No dia 26 de março deste 2021, o fortalezense sentiu com mais intensidade a marca do período climático mais aguardado pelos cearenses. Naquele dia houve a maior chuva do ano na Capital, com com 121,2 milímetros em 24 horas. O período que vai de fevereiro a maio demarca a quadra chuvosa cearense, intervalo de fortes influências da Zona de Convergência Intertropical (ZCIT) e outros sistemas meteorológicos no Estado. Em quatro meses caem o equivalente a cerca de 75% das chuvas do ano todo. Diferentemente do restante do Brasil, o Ceará se define basicamente em duas estações do ano: a da chuva e a sem chuva.
A gerente de meteorologia da Fundação Cearense de Meteorologia e Recursos Hídricos (Funceme), Meiry Sakamoto, explica que a proximidade do Ceará da linha do Equador determina por que não há primavera, verão, outono e inverno bem definidos no Estado.
O movimento da Terra em torno do sol, conhecido como translação, define a quantidade de luz solar que incide sobre o hemisfério Norte ou hemisfério Sul — onde fica o Brasil. "Como a gente tá quase na linha do Equador, nossas noites e dias têm praticamente as mesmas horas de duração. Com isso, as diferenças que vemos em outras regiões não são tão notáveis assim", explica a meteorologista.
Isso não significa que o Ceará não tem as quatro estações. Porém, a chuva é evento-chave para definir em qual "variação do ano" se está. No decorrer dos 12 meses, há eventos conhecidos como marcos temporais, estabelecidos pelo que Meiry chama de condições meteorológicas. "Seja de chuva ou não chuva, mais sol, menos vento — isso marca variações ao longo do ano no Ceará", conta.
"As temperaturas não variam durante o ano, aqui é quente o tempo todo. Mas tem aquele tempo do vento, tempo da chuva."
O período de meados de dezembro para o fim de janeiro marca a pré-estação chuvosa. Precipitações nesse intervalo são normalmente formadas por influências de vórtices ciclônicos de altos níveis (VCAN) e de frentes frias, que chegam até a Bahia e atingem o sul do Estado, no Cariri. A pré-estação estabelece o primeiro marco temporal do ano cearense.
Em fevereiro, a ZCIT — um dos mais importantes sistemas meteorológicos atuando nos trópicos e indutores de chuva na região —, passa a se aproximar do Ceará. Quanto mais próximo, melhores as precipitações. Afinal, é ela que faz chover nos meses principais da quadra chuvosa, entre fevereiro a maio. Para 2021, o prognóstico da Funceme indicou 50% de chance de chuvas abaixo da média histórica, 40% de perspectiva em torno da média e ainda 10% de possibilidade de as chuvas ficarem acima da média histórica no trimestre de fevereiro a abril, e também no período de março a maio. O prognóstico abrange os períodos a cada três meses.
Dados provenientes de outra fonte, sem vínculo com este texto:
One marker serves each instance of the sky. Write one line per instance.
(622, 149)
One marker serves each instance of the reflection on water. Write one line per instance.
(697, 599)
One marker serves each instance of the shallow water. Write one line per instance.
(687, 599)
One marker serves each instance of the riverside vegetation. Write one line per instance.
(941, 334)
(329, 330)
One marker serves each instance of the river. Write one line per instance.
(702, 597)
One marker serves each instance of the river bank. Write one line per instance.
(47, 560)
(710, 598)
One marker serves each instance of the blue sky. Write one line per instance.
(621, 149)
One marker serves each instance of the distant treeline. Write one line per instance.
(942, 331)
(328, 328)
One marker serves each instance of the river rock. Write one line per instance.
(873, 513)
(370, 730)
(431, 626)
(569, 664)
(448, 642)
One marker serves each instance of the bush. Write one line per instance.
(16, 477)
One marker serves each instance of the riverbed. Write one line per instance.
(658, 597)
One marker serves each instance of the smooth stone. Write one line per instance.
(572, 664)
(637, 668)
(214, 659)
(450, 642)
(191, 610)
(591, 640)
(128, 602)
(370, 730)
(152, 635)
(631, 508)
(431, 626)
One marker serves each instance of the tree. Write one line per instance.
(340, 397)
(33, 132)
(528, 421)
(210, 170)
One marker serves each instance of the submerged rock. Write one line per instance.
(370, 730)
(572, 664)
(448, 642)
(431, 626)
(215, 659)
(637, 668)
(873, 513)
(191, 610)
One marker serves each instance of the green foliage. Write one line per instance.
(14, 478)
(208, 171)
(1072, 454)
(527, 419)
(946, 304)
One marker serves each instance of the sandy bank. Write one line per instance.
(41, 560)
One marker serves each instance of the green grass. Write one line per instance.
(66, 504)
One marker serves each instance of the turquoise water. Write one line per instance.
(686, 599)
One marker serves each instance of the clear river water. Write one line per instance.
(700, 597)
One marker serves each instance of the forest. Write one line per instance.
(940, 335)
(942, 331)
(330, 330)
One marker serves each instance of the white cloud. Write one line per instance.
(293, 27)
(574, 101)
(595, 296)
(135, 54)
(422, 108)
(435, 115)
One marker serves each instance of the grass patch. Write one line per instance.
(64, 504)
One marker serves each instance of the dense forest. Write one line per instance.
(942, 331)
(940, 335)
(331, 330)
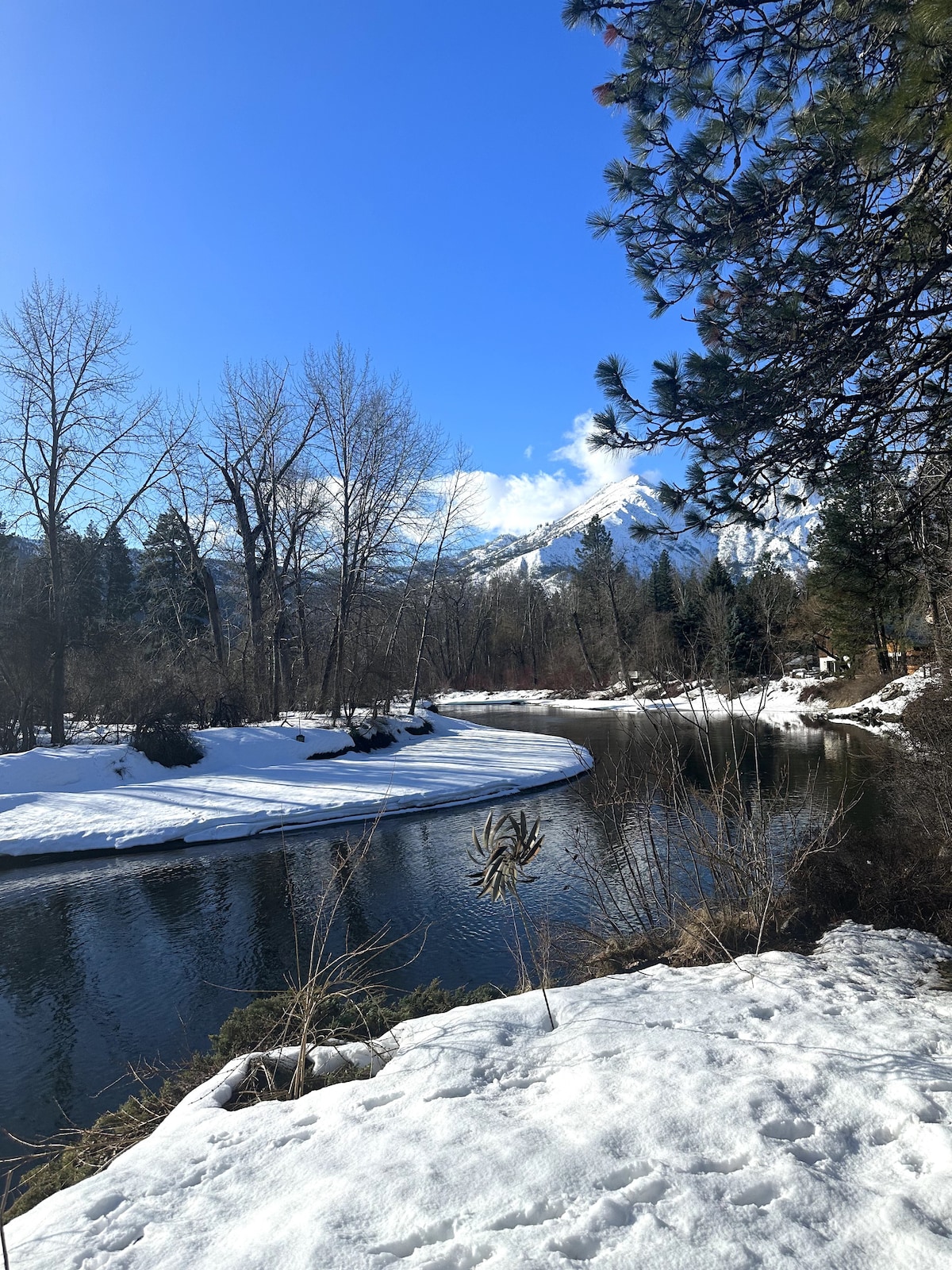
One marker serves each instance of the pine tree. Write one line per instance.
(662, 584)
(863, 564)
(790, 175)
(171, 595)
(117, 578)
Após o afastamento da ZCIT, em junho e julho, ocorre a pós-estação chuvosa. Um sistema meteorológico, conhecido por Ondas de Leste, formado no continente africano, se desloca até o Nordeste brasileiro e leva chuvas para Pernambuco, Alagoas e Sergipe. Caso chegue bastante forte, precipitações podem ser registradas no litoral de Fortaleza, na região Jaguaribana e até no Cariri. "Nessa época, o vento também começa a aumentar. E o cearense sabe: começou a ventar, ele já sabe que as chuvas principais já foram embora. Então, todo mundo vai ficando meio triste", brinca Meiry. Isso não significa que o Ceará não terá chuvas a partir de então, mas que o intervalo não é favorável para que os índices da quadra chuvosa, por exemplo, se repitam.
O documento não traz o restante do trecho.